お題:虹
没落貴族に嫌気が差して逃げ出した旅の最中、迷い込んだ森で苔のむした廃屋を見つけた。
野宿ばかりで疲れ切っていた体を癒すために入り込むと、そこには先客がいた。
「ごめんなさいごめんなさいぃ……!」
頭を抱えてうずくまる少女は、子犬のように震えながら謝り続けていた。
「わ、悪い。野盗じゃないんだ。空き家だと思っただけで……」
「……ち、ちがいます。わたし、は……人に会っちゃダメなんです……ば、バケモノ、だから」
溢れる涙に濡れた瞳は、埃だらけの薄闇においても星のように輝いて見えた。彼女の瞳は、美しい虹色だったのだ。
「虹の目……!」
100年ほど前、大陸全土を病魔が襲った。治療法が見つからず、発症の恐怖に怯える人々はやがて狂気に駆られ始めたそうだ。
その産物のひとつが、虹の目狩り。虹色の瞳を持つ者が病気に罹らなかったため、その目は万能薬になると信じた人間たちによって『狩り』が実行。結果として虹の目を持つ人間は全滅した、と学んだことがある。
「実在してたのか……」
「ごめんなさい、ごめんなさい……」
現在、病魔は見る影もない。虹の目を求める狂った世界は俺が生まれるずっと前に消え失せた。
もう、この少女を脅かすものも、虐げるものもない……というのは、都合が良すぎる話だ。
虹の目に薬効はない。だが、希少価値は存在する。この少女を、あるいはその目を物珍しさから求める金持ちや悪党は山ほどいる。
怯える少女に何があったのかは計り知れない。確実なのは、守られていた安穏に俺が踏み入ってしまったということだ。

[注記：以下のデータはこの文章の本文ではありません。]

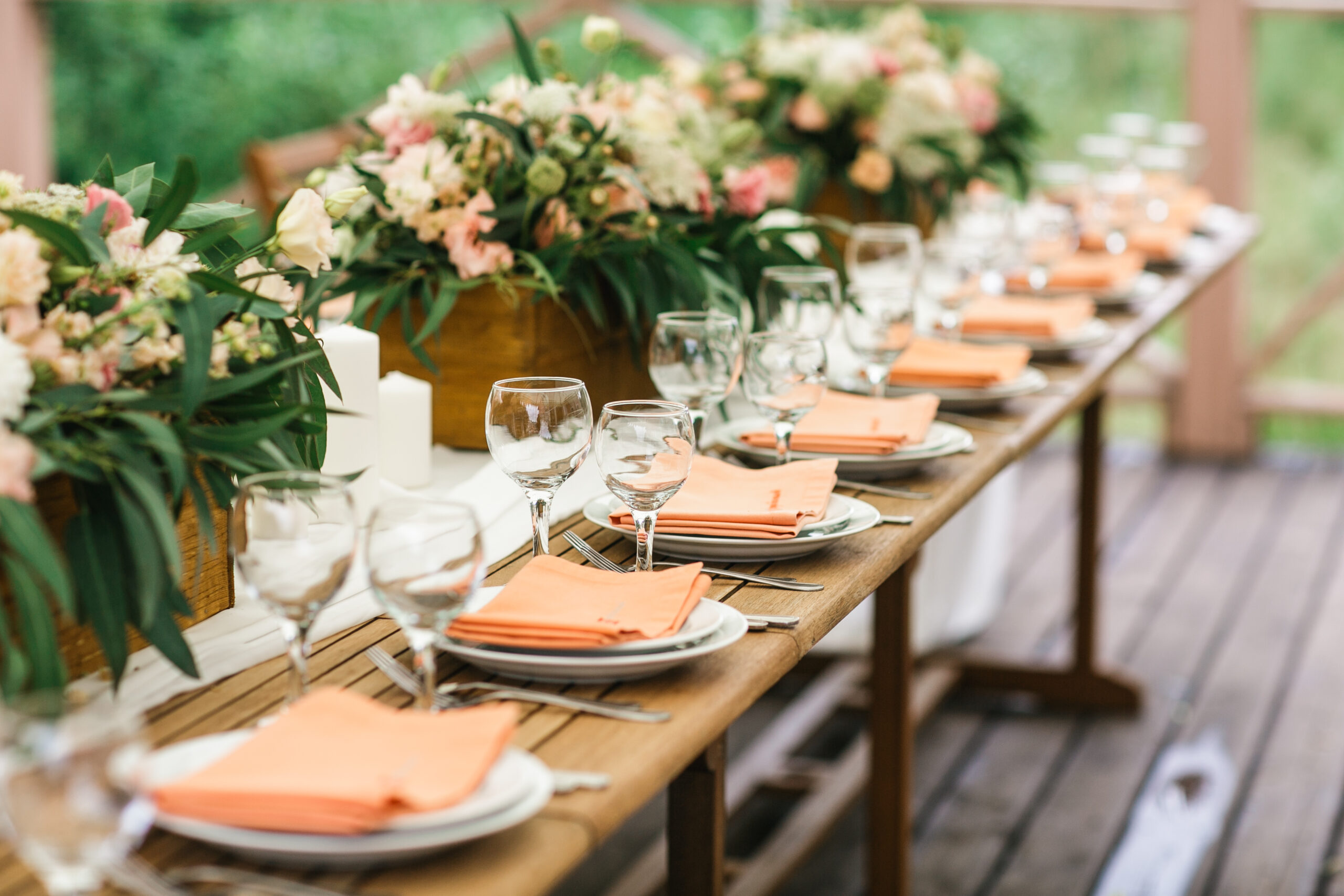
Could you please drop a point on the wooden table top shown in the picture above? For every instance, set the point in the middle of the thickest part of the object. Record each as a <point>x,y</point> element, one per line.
<point>704,696</point>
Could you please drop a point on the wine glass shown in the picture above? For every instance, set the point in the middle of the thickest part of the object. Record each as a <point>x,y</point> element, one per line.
<point>425,562</point>
<point>785,376</point>
<point>695,358</point>
<point>293,541</point>
<point>68,789</point>
<point>799,299</point>
<point>885,256</point>
<point>539,430</point>
<point>644,452</point>
<point>878,325</point>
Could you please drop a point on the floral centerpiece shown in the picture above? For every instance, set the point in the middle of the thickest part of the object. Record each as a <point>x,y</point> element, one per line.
<point>896,111</point>
<point>150,358</point>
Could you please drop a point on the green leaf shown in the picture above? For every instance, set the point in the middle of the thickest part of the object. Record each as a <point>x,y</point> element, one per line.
<point>185,182</point>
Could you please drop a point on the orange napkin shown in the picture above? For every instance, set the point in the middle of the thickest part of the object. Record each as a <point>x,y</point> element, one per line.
<point>1088,272</point>
<point>723,499</point>
<point>557,604</point>
<point>930,362</point>
<point>1025,316</point>
<point>340,763</point>
<point>854,425</point>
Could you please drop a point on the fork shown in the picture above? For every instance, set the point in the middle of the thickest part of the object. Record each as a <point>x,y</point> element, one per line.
<point>596,558</point>
<point>447,698</point>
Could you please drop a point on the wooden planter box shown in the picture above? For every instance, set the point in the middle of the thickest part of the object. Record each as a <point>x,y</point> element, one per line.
<point>207,594</point>
<point>484,339</point>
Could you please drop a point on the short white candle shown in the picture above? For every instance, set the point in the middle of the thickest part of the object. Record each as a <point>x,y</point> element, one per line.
<point>353,438</point>
<point>405,430</point>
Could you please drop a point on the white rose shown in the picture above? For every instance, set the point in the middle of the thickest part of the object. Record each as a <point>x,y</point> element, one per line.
<point>23,272</point>
<point>304,233</point>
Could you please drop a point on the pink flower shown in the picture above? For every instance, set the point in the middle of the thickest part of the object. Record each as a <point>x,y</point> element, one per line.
<point>17,462</point>
<point>807,113</point>
<point>119,210</point>
<point>474,256</point>
<point>748,190</point>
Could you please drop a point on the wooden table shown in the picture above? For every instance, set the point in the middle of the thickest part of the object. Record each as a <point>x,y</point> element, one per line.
<point>687,754</point>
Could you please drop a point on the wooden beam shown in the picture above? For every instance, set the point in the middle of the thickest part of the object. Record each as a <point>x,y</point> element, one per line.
<point>25,94</point>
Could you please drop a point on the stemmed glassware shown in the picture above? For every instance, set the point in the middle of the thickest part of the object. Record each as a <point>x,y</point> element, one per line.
<point>799,299</point>
<point>785,376</point>
<point>425,562</point>
<point>71,805</point>
<point>293,541</point>
<point>878,325</point>
<point>695,358</point>
<point>539,430</point>
<point>644,452</point>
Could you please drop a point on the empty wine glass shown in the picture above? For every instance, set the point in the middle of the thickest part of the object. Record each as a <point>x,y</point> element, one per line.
<point>539,430</point>
<point>425,562</point>
<point>293,539</point>
<point>644,452</point>
<point>799,299</point>
<point>695,358</point>
<point>878,325</point>
<point>885,256</point>
<point>785,376</point>
<point>68,789</point>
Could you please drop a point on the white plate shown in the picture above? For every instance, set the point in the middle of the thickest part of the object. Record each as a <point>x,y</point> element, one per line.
<point>942,440</point>
<point>565,668</point>
<point>714,547</point>
<point>517,787</point>
<point>704,621</point>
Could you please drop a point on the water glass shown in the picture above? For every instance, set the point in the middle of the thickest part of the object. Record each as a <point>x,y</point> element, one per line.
<point>425,562</point>
<point>293,536</point>
<point>539,430</point>
<point>644,452</point>
<point>878,324</point>
<point>885,256</point>
<point>799,299</point>
<point>68,789</point>
<point>785,376</point>
<point>695,358</point>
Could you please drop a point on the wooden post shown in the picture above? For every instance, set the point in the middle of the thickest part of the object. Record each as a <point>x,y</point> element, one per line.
<point>1210,414</point>
<point>25,93</point>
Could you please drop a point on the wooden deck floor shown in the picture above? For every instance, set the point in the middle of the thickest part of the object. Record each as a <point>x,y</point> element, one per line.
<point>1225,594</point>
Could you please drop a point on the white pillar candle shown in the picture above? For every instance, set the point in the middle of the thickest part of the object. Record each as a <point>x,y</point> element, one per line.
<point>405,429</point>
<point>353,438</point>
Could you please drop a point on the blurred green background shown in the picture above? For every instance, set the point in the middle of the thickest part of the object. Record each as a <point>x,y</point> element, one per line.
<point>148,82</point>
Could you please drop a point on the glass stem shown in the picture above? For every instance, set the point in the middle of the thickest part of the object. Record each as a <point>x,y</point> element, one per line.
<point>644,522</point>
<point>541,503</point>
<point>783,436</point>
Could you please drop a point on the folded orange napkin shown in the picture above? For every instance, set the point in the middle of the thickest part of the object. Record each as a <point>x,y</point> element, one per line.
<point>1027,316</point>
<point>557,604</point>
<point>855,425</point>
<point>930,362</point>
<point>340,763</point>
<point>723,499</point>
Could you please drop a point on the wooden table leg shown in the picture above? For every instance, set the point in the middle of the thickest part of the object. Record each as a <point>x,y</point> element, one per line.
<point>891,729</point>
<point>1083,686</point>
<point>697,824</point>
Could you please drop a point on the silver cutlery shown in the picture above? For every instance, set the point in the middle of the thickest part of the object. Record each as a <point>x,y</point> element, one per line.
<point>890,491</point>
<point>447,698</point>
<point>598,559</point>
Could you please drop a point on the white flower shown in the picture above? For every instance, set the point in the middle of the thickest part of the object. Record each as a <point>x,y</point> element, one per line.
<point>600,34</point>
<point>15,379</point>
<point>272,287</point>
<point>304,231</point>
<point>23,272</point>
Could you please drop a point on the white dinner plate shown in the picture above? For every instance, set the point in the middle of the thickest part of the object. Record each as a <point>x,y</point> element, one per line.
<point>568,667</point>
<point>942,440</point>
<point>717,547</point>
<point>515,789</point>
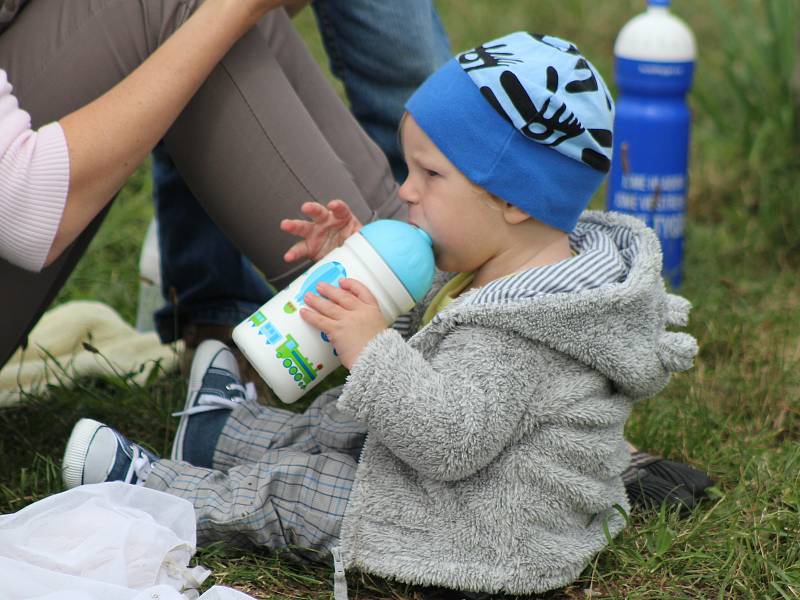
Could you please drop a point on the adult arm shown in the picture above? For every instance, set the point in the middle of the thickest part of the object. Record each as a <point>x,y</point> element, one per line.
<point>108,138</point>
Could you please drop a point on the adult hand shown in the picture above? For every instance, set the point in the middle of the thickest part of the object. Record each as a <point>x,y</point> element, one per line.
<point>328,228</point>
<point>349,315</point>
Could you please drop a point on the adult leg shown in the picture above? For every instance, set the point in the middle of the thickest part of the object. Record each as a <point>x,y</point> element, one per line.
<point>205,279</point>
<point>382,52</point>
<point>247,175</point>
<point>252,112</point>
<point>362,38</point>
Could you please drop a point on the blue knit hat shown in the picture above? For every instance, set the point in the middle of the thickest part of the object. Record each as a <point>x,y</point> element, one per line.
<point>527,118</point>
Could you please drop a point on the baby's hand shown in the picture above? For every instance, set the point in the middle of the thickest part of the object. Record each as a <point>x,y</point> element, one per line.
<point>328,228</point>
<point>349,316</point>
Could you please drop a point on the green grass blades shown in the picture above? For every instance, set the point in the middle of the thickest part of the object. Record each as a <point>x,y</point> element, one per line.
<point>736,414</point>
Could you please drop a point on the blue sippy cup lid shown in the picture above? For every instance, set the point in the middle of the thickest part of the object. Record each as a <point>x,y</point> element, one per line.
<point>407,250</point>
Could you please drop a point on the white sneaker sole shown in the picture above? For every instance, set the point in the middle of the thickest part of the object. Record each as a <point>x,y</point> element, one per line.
<point>204,356</point>
<point>75,453</point>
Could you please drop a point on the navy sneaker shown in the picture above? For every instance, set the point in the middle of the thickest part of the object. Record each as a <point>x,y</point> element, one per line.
<point>215,388</point>
<point>96,453</point>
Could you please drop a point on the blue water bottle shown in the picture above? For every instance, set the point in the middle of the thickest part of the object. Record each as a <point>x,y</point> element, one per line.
<point>654,63</point>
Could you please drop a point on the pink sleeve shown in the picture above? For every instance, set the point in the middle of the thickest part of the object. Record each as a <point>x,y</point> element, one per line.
<point>34,181</point>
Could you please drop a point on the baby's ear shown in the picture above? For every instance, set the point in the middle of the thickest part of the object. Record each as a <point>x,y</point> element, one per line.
<point>514,215</point>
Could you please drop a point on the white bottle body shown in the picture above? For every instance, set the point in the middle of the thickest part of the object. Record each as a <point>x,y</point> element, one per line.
<point>291,355</point>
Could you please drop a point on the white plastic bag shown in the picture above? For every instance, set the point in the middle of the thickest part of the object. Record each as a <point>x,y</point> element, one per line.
<point>95,542</point>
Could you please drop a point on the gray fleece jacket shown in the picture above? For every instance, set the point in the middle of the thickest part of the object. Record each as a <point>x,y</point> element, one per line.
<point>495,442</point>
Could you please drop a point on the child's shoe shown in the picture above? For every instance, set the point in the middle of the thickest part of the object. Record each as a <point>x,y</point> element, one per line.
<point>215,387</point>
<point>96,453</point>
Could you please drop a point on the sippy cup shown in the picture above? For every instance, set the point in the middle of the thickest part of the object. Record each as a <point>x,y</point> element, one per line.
<point>393,259</point>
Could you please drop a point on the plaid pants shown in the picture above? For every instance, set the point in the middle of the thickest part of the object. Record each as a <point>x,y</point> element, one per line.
<point>279,479</point>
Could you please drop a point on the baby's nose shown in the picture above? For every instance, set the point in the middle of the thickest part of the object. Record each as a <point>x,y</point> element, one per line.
<point>406,191</point>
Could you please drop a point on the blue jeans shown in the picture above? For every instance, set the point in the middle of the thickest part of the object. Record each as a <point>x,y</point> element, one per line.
<point>381,51</point>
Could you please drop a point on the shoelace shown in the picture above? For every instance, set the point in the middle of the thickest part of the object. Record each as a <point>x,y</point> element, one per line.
<point>139,467</point>
<point>207,402</point>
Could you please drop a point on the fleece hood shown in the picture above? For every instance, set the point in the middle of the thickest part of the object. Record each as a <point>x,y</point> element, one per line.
<point>617,324</point>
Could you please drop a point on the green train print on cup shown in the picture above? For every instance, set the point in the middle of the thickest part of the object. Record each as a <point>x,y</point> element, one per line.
<point>393,259</point>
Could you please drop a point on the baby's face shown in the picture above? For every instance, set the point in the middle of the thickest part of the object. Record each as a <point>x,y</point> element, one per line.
<point>456,213</point>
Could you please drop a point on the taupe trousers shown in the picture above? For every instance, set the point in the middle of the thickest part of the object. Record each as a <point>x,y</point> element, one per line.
<point>264,134</point>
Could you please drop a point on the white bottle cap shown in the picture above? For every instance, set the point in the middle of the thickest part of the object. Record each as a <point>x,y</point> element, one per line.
<point>656,35</point>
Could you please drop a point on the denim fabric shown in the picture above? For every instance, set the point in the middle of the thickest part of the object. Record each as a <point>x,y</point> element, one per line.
<point>211,280</point>
<point>382,51</point>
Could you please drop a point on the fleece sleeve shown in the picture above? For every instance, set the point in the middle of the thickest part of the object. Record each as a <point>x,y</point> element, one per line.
<point>447,418</point>
<point>34,182</point>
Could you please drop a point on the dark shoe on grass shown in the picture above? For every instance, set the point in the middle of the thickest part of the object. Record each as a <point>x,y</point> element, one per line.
<point>652,481</point>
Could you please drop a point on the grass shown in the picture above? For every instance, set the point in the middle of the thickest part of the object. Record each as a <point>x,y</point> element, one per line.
<point>736,414</point>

「……謝るのは俺の方だ。ここで見たことは全部忘れる。きみはまた、静かな生活に戻るといい」
「え、あ……ど、どうしてです、か?」
「何がだ?」
「わ、わたしをこ、ころしたり、しないんですか?」
「……そんなこと、するわけない。きみは化け物じゃなくて人間だろ」
「にん、げん……」
少女は心底不思議そうな顔をした。小さな手で、自分の形を確かめるように頬に触れた。
「わたし、も、にんげん……?」
「そうだ。少なくとも、俺はそう思ってる」
少女は何度も自分を確かめる。虹色の瞳が熱く潤んで、涙が溢れた。
彼女が泣き止むまでは、ここにいようと思う。
尋ねられたら、何回でも人間だって返そう。
いまはただ、それだけでいい。これからのことは、涙が止まってからでいい。
雨上がりには、虹がかかるものだから。